This article is part 4 of the series for SQL Server 2019 Enhanced PolyBase. Let quickly recap the previous articles.
- Part 1: We installed SQL Server 2019 PolyBase feature along with Azure Data Studio and SQL Server 2019 preview extension to explore its features
- Part 2: In this part, we learned to create an External table using Azure Data Studio ‘External table wizard’ for the Oracle data source
- Part 3: We learned the useful features of External tables like joins and created an external table using t-SQL instead of the GUI mode for Oracle database in this series article
We have learned earlier that PolyBase in SQL Server 2019 Preview allows access to various data sources such as SQL Server, Oracle, MongoDB, Teradata, and ODBC based sources etc. Azure Data Studio SQL Server 2019 preview extension currently supports for SQL Server and Oracle data sources only from the External table wizard.
In this series, we will create an external table for SQL Server and explore some more features around it.
Launch Azure Data Studio and connect to the SQL Server 2019 preview instance. Right click on the database and launch ‘Create External Table’.
This opens up the wizard to create the external tables. Recently, I faced an issue where the wizard stuck in the ‘step 1’. Progress bar icon keeps rotating and does not show any error message or any progress.
After some time, we get the error message ‘Timeout expired. The timeout period elapsed prior to completion of the operation or the server is not responding.’ This is the general error message and does not point to clear error message.
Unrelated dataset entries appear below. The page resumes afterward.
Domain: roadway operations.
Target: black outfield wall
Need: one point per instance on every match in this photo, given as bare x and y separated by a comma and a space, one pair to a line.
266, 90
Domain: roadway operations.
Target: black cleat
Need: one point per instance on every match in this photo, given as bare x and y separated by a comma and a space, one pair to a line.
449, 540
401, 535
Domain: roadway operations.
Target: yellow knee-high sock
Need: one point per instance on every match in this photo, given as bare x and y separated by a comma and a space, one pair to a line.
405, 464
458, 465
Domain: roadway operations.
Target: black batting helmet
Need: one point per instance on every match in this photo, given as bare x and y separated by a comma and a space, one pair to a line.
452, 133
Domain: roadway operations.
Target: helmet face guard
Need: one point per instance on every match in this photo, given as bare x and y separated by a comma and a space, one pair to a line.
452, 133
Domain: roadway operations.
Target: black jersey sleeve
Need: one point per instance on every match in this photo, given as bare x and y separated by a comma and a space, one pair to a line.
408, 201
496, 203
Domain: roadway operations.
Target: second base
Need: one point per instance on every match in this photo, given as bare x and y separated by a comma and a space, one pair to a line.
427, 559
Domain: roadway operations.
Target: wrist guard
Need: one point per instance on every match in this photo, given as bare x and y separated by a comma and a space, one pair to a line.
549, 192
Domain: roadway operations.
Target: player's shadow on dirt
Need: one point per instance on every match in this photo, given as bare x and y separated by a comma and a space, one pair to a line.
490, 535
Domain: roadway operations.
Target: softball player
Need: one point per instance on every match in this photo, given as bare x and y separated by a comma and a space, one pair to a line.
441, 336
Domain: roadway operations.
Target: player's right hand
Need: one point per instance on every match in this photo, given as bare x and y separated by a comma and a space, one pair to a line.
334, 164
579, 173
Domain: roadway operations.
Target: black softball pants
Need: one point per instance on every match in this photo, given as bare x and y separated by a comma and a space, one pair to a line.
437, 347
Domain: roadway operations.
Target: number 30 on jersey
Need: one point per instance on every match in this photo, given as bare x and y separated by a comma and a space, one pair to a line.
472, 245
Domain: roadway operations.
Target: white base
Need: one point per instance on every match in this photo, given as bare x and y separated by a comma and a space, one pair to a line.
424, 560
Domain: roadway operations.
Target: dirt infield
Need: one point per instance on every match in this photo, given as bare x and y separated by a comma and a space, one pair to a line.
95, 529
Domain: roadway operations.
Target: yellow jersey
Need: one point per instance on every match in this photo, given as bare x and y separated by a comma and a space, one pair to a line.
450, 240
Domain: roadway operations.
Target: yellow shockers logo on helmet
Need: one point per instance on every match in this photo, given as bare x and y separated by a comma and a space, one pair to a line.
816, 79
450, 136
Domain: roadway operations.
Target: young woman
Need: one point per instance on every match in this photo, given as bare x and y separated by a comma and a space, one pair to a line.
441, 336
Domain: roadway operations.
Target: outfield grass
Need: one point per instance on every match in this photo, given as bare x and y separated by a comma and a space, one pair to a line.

I tried to close the wizard multiple times and launch it again but it remains the same. It does not show any error message to troubleshoot it further.
Later, during the investigation, I figured out that PolyBase services were in stopped condition.
- SQL Server PolyBase Data Management Service
- SQL Server PolyBase Engine
Now again launch the ‘Create External Table’ wizard in Azure Data Studio. This starts the wizard successfully. Therefore, monitor the service status before launching the wizard to avoid any issues.
External table for SQL Server
In this section, we will use the below source and destination instances.
- Source Instance (here we will create external table): SQL Server 2019 (Named instance – SQL2019)
- Destination Instance (External table will point here): SQL Server 2019 (Default instance – MSSQLSERVER)
Click on the ‘SQL Server’ in the data source type of wizard and proceed to the next step. In the next step, create the Database Master Key to secure the credentials used by the external data source. We should use a complex password with a combination of lower case, upper case, alphanumeric and special characters.
Go to the next step and create data source connection.
Server Name should in the format of [Instance Name IP Address].[Port]
This credential should have permission onto the SQL Server where we will point out external tables.
Connect to the instance, create a login, and provide read permission to the user on WideWorldImporters database.1234567CREATE LOGIN [DemoSQL2019] WITH PASSWORD=N'f3EzbtBSXu7iNaKdtRXd+soU0ab6Pwu6BSfMOI7jqms=',DEFAULT_DATABASE=[master], DEFAULT_LANGUAGE=[us_english], CHECK_EXPIRATION=OFF, CHECK_POLICY=OFFGOCREATE USER [DemoSQL2019] FOR LOGIN [DemoSQL2019]GOALTER ROLE [db_datareader] ADD MEMBER [DemoSQL2019]GO
Now we can go further and see that no login failure issue occurred. Select the table from the database.
We see here that the mapping as below:
- Source Table: Sales.Invoices
- Destination table: dbo.invoices
It automatically selects the destination schema as dbo since sales schema does not exist in our database. Therefore, let us create the schema and refresh the schema list to show it here:
Select the sales schema from the drop-down. Click Next to view summary:
Click on Create to configure an external table. Once the external table is created, we can access the data from it.
Catalog views for PolyBase
We can view the external tables in using the catalog view sys.external_tables. It shows all the external tables in the current database:
SELECT execution_id, status,st.text, dr.total_elapsed_time
FROM sys.dm_exec_distributed_requests dr
cross apply sys.dm_exec_sql_text(sql_handle) st
ORDER BY total_elapsed_time DESC;
We can also get the information about the data source using the catalog view sys.external_data_sources.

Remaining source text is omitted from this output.